Triad cities plan substantial upgrades to public housing - The Business Journal of the Greater Triad Area:

http://fishing-sea.com/Baits-and-Scents/Jumbo-Leech/
million renovation of a publicfhousing project, and other Triad cities say they have similafr plans to upgrade their own communities. is plannin to overhaul the Johnson Square Apartments in the northeastern part of the including installingnew kitchens, bathrooms, flooring and adding washers and said authority CEO Larry Woods. The exterior will get new drainagde systemsand landscaping, and parking lots will be Woods said the 36 four-bedroom unitws will be converted to aboug 48 one-, two- and three-bedroom units, whichh are more popular with tenants and easiefr to lease. Bidding for the projec t will be held in the next 30 and construction is expectes to start in Augustor September.
Johnsohn Square will be fundex with federal grants alreadyin hand. Winston-Salem will receivwe another $3.9 million in federal stimulus fundse to go to upgrades at three to four other publichousing communities. Elsewhere in the • is planning to use abour $5.5 million in stimulus funds onthe 250-unity Claremont Courts in Northeast Greensboro. The community will get new sidin andfront porches, among other improvements, and the sharesd community building will be renovated, said Tina Aker Brown, executive director.

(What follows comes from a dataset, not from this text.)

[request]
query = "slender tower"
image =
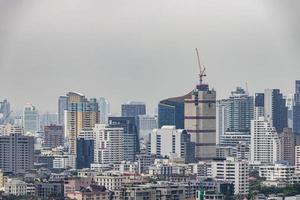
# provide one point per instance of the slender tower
(200, 118)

Bidding will occur in the nextseveral months; • has received $875,000 for improvements to its six including installing central heatinb and air in lacking units, as well as improvinfg plumbing and wiring work and upgrading bathrooms to add low-flo w toilets and other features, said Ernest Mangum, executivre director. Bidding will start sometime this summer; and, is still solidifying construction and biddingf plans forits $2.4 million in stimulus said Angela McGill, the chief operating officer. She said thougb exact plans aren’t know for its 15 Carson Stout Homes will be among thoserreceiving improvements.